The number of road signs and plates on five streets in central Moscow has been decreased from 832 to 593 – almost 33 percent. The removal of 239 signs was made possible by an experiment to introduce combined and smaller road signs. Signs measuring 50 x 50 centimetres have been placed on Bolshaya Nikitskaya Street and on Granatny and Bryusov pereuloks. The road signs on Malaya Nikitskaya Street and Skaryatinsky Pereulok are 40 x 40 centimetres. The size of a standard road sign is 70 x 70 centimetres.
"We no longer use information signs such as Disabled and Paid Services, having combined them with other road signs, which is much more convenient for the visual perception of information,” Maxim Liksutov, Deputy Mayor of Moscow, Head of the Department of Transport and Road Infrastructure Development.

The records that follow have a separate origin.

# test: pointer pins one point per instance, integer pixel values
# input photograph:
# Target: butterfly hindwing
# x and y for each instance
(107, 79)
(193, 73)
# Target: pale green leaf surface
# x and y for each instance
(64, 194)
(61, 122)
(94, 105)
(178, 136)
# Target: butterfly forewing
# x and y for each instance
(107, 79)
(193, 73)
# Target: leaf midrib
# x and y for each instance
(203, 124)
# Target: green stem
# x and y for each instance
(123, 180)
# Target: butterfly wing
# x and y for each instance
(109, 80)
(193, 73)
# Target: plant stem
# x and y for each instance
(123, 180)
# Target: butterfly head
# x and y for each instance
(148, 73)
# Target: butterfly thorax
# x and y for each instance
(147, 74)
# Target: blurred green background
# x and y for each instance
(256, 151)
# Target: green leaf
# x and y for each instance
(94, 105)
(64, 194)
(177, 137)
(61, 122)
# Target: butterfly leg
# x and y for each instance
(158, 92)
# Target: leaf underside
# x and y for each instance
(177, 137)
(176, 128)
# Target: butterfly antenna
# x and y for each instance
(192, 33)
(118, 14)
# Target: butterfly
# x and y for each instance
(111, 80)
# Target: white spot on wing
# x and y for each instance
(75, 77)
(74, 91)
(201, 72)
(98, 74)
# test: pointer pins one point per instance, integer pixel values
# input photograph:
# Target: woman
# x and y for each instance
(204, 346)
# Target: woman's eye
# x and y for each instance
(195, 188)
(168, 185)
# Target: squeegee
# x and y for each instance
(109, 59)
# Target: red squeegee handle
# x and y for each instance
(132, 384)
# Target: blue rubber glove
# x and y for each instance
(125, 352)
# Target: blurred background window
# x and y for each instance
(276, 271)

The experiment with smaller road signs is being carried out on the instructions of the State Commission for Road Safety, headed by First Deputy Prime Minister Igor Shuvalov. Smaller road signs have been effectively used in many cities around the world. They fit better in the urban space and blend well with the new image of the city centre.
"The reduction in the size and number of road signs will allow the city to cut expenses on purchasing and installation, Mr Liksutov said. The smaller size of the new road signs will not have a negative effect on road safety.